LLaMA: Open and Efficient Foundation Language Models

Recently, the trend of novel language models is that they are becomming larger and larger. The main idea behind this trend is that, probabely, by increasing the number of parameters of a language model, it can have a better performance. In other words, the prevalent idea is that, the larger the model, the better the performance.

However, a paper, published in 2022, tried to challange this idea. They hypothesised that it is not only the size of the language models which make their quality better. There is another very important aspect: the size of the training data. This hypothesis, which is also known as the Hoffmann’s Scaling Law, has been the foundation of one of the recenly-proposed language models, named Chinchilla. Chinchilla has only 70B parameter (compared to GPT-3 with about 175B parameter) and can still get comparable performance to GPT-3.

LLaMa is another novel language model which uses the Hoffmann’s scaling law as its foundation. It has several variants, each of which with different number of parameter–ranging from 7B to 65B parameter. Although the size of the model is significantly smaller than GPT-3, it has comparable results to GPT-3 for most downstream task; and even for some of the downstream tasks, it can outperform GPT-3.

Now, to investigate the specific charactristics of LLaMa, we look at its three aspects:

  1. Training Datasets
  2. Architecture
  3. Performance

Training Datasets

As mentioned previously, LLaMa is supposed to have between 7B and 65B parameters. To this end, according to the Hoffmann’s scaling law, the training dataset consist of 14 Trillion tokens. To collect this 14 Trillion tokens, the following datasets are used:

  • English CommonCrawl [67%]: Public crawled web pages from 2017 to 2020
  • C4 [15%]: Preprocessed CommonCrawl!
  • Github [4.5%]
  • Wikipedia [4.5%]: Covering 20 languages from June 2022 to August 2022
  • Gutenberg and Books3 [4.5%]: Two book corpora from public domain
  • ArXiv [2.5%]
  • Stack Exchange [2%]: From 28 topics

Architecture

LLaMa is a transformer-based model.
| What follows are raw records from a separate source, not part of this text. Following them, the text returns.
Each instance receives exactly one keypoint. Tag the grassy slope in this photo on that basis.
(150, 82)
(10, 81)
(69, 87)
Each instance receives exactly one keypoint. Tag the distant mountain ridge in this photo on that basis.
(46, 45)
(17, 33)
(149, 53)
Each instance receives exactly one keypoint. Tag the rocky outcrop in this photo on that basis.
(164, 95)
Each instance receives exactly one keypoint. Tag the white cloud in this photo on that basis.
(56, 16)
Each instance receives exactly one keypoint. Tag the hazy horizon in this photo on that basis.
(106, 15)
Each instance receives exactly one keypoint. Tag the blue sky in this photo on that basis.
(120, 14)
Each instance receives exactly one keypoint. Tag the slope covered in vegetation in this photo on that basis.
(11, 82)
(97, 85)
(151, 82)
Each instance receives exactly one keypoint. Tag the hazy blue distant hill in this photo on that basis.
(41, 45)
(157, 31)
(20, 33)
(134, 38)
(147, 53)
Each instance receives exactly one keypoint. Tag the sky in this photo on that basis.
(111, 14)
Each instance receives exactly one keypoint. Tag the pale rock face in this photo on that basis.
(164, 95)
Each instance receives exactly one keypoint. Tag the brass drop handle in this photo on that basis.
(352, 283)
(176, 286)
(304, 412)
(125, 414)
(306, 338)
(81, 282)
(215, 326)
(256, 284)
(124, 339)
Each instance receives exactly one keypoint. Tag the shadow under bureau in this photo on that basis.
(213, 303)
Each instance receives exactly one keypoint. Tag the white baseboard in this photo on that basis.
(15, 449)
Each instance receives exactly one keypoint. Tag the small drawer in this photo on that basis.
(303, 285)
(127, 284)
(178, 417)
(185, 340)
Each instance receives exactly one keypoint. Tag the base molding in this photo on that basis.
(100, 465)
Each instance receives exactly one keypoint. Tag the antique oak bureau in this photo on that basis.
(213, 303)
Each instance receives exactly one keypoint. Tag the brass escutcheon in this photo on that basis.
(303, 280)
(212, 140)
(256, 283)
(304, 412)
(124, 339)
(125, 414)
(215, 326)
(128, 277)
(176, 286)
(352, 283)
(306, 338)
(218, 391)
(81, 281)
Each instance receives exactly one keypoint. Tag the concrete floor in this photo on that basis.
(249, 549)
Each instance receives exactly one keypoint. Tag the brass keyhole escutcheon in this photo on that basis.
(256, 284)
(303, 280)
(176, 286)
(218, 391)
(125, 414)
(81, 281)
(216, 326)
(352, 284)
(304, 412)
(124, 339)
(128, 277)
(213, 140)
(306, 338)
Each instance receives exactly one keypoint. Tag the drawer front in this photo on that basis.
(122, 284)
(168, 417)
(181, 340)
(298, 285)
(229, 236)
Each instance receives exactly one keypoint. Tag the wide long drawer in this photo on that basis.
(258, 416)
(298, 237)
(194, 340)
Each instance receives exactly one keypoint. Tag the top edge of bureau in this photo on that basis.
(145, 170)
However, instead of using the main transformer building block as it is, they apply several minor changes to it. These changes are mainly for reducing the training time. The changes are as follows:

  • Pre-normalization instead of post-normalization
  • Activation function from ReLU to SwiGLU
  • Positional encoding from absolute to Rotary

The following image represents how the architecture looks like after applying the above changes. The image on the left shows the usual transformer building block and the one on the right illustrates the building block after applying the changes.

Candidate Generation Approaches

Performance

They have evaluated LLaMa on different tasks and compared it with the two of the recent extremely large language models. The results are as the following:

  • Common Sense Reading
    • Evaluated in zero-shot setting.
    • LLaMa (65B) outperforms Chinchilla (70B).
    • LLaMa (65B) outperforms PaLM (540B) and GPT-3 (175B) on most datasets.
  • Closed-book Question Answering
    • Evaluated in zero-shot and few-shot settings.
    • LLaMa (13B) is competitive with GPT-3 (175B) and Chinchilla (70B).
    • LLaMa (65B) outperforms PaLM (540B), GPT-3 (175B), and Chinchilla (70B).
  • Reading Comprehension
    • Evaluated in zero-shot setting.
    • LLaMa (65B) is competitive with PaLM (540B).
    • LLaMa (13B) outperforms GPT-3 (175B).
  • Mathematical Reasoning
    • LLaMa (65B) outperforms PaLM (540B).